The use of setting in a story

Expression in a medium in which nothing is freely visible can be a daunting exercise for any writer to overcome. To bridge this gap there needs to be a developed sense of surrounding to set the story we are reading in a place we as readers can visit and interact with.  This device allows one to grasp the sights, sounds, smells, and ambiance that are being depicted before our minds eye. A symbolic setting can also define the circumstances set into play by the author such as the characters demeanor, condition or moral stance.  A selection from author Joyce Carol Oates’s “Shopping” is an excellent example of using vivid and tangible environments to inject yourself into the story you are reading and also to parallel the characters point of view become immersed into the story.  Also we will also unveil the framing technique used in “The Story of an Hour” to gain an understanding of how author Kate Chopin underscored a realistic trait of the human condition using powerful detail and an enclosing setting to package her character. To begin with, let us examine a particular scene in the story “Shopping” by Oates.

            The main characters, Mrs. Dietrich and her daughter Nola, are in their car en route to a fore planned shopping trip. This alone is not much of an occurrence and doesn’t explain what the tension between them is until you begin to correlate the details affixed in their surroundings. The very road in which they are driving is a metaphor designed to give the reader an idea of the relationships between the two characters. It is first described as a ”jumble” filled with small parks and industrial complexes that are tied in with “torn up earth” and also large tracts of land with “for sale” signs on them. This statement alone tells that there are many undeveloped areas of the relationship between Mrs. Dietrich and her daughter. Oates goes on to write very vivid details that define the emotional state between the mother and daughter. She tells of “there’s a metallic cast to the air and no sun anywhere in the sky but the light hurts Mrs. Dietrich’s eyes just the same.” She is alluding to the atmosphere both outside and even inside the car as it goes on its way. In the next sentence the mother asks “Does it seem if spring will ever come?” This is a wish that she wants desperately for her daughter to finally open up to her mother and give her the type of relationship she thinks is appropriate. These richly detailed setting clues offer the reader a very real sense of this account had actually happened and give the reader an idea of the back-story. The realism used in these descriptions is the key to making the metaphors seem all the more engaging and ultimately bonding the reader with the characters to fully understanding the story.
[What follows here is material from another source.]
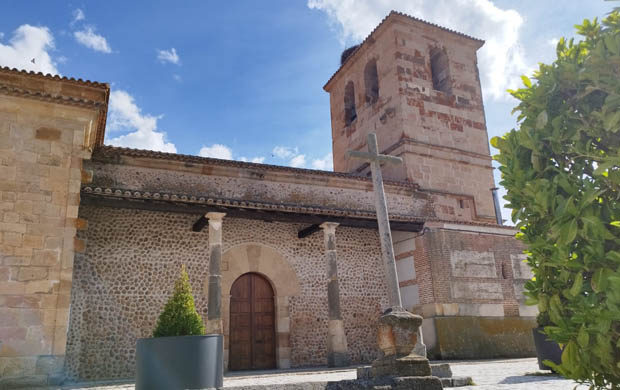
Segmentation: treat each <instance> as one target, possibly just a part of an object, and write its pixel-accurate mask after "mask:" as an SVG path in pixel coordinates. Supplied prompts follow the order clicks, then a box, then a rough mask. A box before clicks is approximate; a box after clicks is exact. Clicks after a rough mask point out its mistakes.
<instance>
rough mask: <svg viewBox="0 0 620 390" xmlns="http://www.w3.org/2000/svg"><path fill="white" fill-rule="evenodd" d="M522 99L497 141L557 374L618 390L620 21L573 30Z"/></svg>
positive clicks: (528, 291)
mask: <svg viewBox="0 0 620 390" xmlns="http://www.w3.org/2000/svg"><path fill="white" fill-rule="evenodd" d="M576 28H577V32H578V34H580V35H582V36H583V37H584V38H583V39H582V40H581V41H578V42H575V41H573V40H572V39H571V40H569V41H567V40H564V39H562V40H560V42H559V43H558V45H557V59H556V60H555V61H554V62H553V63H552V64H551V65H545V64H541V65H540V67H539V69H538V71H537V72H536V73H535V75H534V78H535V80H536V82H535V83H532V82H531V81H530V80H529V79H528V78H527V77H523V81H524V84H525V88H522V89H519V90H516V91H510V92H511V94H512V95H513V96H514V97H515V98H517V99H518V100H520V103H519V104H518V106H517V107H516V108H515V110H514V111H517V112H519V116H518V129H517V130H514V129H513V130H512V131H510V132H509V133H508V134H506V135H505V136H503V137H502V138H497V137H496V138H494V139H493V140H492V141H491V143H492V144H493V146H495V147H496V148H498V149H499V151H500V153H499V154H498V155H497V156H496V157H495V159H496V160H497V161H498V162H499V163H500V164H501V167H500V170H501V173H502V182H501V184H502V185H503V186H504V187H505V188H506V189H507V190H508V195H507V196H506V199H507V200H508V201H509V204H508V207H509V208H511V209H512V220H513V221H514V222H515V223H516V225H517V227H518V228H519V229H520V232H519V233H518V234H517V237H518V238H519V239H521V240H523V241H524V242H525V243H526V244H527V246H528V252H527V254H528V259H527V261H528V263H529V265H530V266H531V267H532V270H533V273H534V278H533V279H532V280H531V281H528V283H527V284H526V295H527V297H528V303H529V304H537V305H538V308H539V310H540V312H543V313H548V315H549V319H550V324H549V325H548V326H546V327H545V332H546V334H547V335H548V336H549V337H550V338H551V339H552V340H554V341H556V342H558V343H560V344H561V345H563V346H564V352H563V354H562V364H561V365H560V366H559V367H554V368H555V369H556V370H557V371H558V372H559V373H561V374H563V375H564V376H567V377H569V378H573V379H575V380H577V381H578V382H580V383H587V384H590V385H591V386H592V388H593V389H594V388H598V389H619V388H620V337H619V336H620V269H619V266H620V207H619V206H620V204H619V200H620V169H619V167H620V13H619V12H618V11H617V10H616V11H613V12H612V13H610V14H609V15H608V16H607V17H606V18H605V19H604V20H603V21H602V23H598V22H597V20H596V19H594V21H588V20H585V21H584V23H583V24H582V25H579V26H576Z"/></svg>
            In “the Story of an Hour” Chopin wrote a very interesting piece in that her main character (Ms. Mallard) who is suffering with a heart condition and perceived to be in place of restriction is gently told by her sister that her husband was killed in a local accident. She is immediately grief stricken and locks herself away to mourn. From here she “sinks” into her “roomy armchair” and gazes out of her window onto a world rife with great detailed descriptions of life and color. She is seemingly entranced with the prospect that outside her present circumstances reside the world of endless possibility. These details set a very specific framework that seems so realistic that you may well be able to experience them yourself. From this description you as a reader are acclimated to the characters inner thoughts. She feels that now has been given the gift of freedom, choice, and will. For she no longer lives under the smothering nature of her former loving husband. She explains her mourning period with a giddy overtone and builds up to dreaming about the abundance of her remaining days and how she is free to do as she pleases. Her overwrought joy is perceived as delirium from grief. And just at the height of her new pleasure her husband who was not killed but only accidentally implicated returns home unaware of the news and sees his wife. And in that instant when their eyes meet Ms. Mallard who has dreamed a lifetimes worth of open ended sunny days now is dumbfounded to see her husband in front her. This sight triggers her to have a heart attack and causes her to terminate nearly instantaneously. The way in which Chopin’s story uses detail driven sentence structure and masterful framing technique instantly make it enjoyable and quick reading. The setting of her implied tiresome life and mundane routine due to someone merely living sharply contrasts to the end result of all of the lost freedom and subsequent death because of that person still living is a tragic set of events that are a classic example of using framing to give a story a sense of completeness.

            It has been the aim of this essay to demonstrate some of the many ways in which an author can create a world for their characters to exist in. I have demonstrated the usage of verisimilitude to clearly describe what is happening outside the characters interactions that cause their struggle to seem more lifelike and engaging. Also the careful planning or framing of a story offers the reader an interesting and complete sense that when the story is finished it remains with the reader more strongly. The truth is that there are many possible styles and combinations to make a setting rich and life like. Many writers use a mixture that best suits the style they wish to convey or that best fits the characters and plot.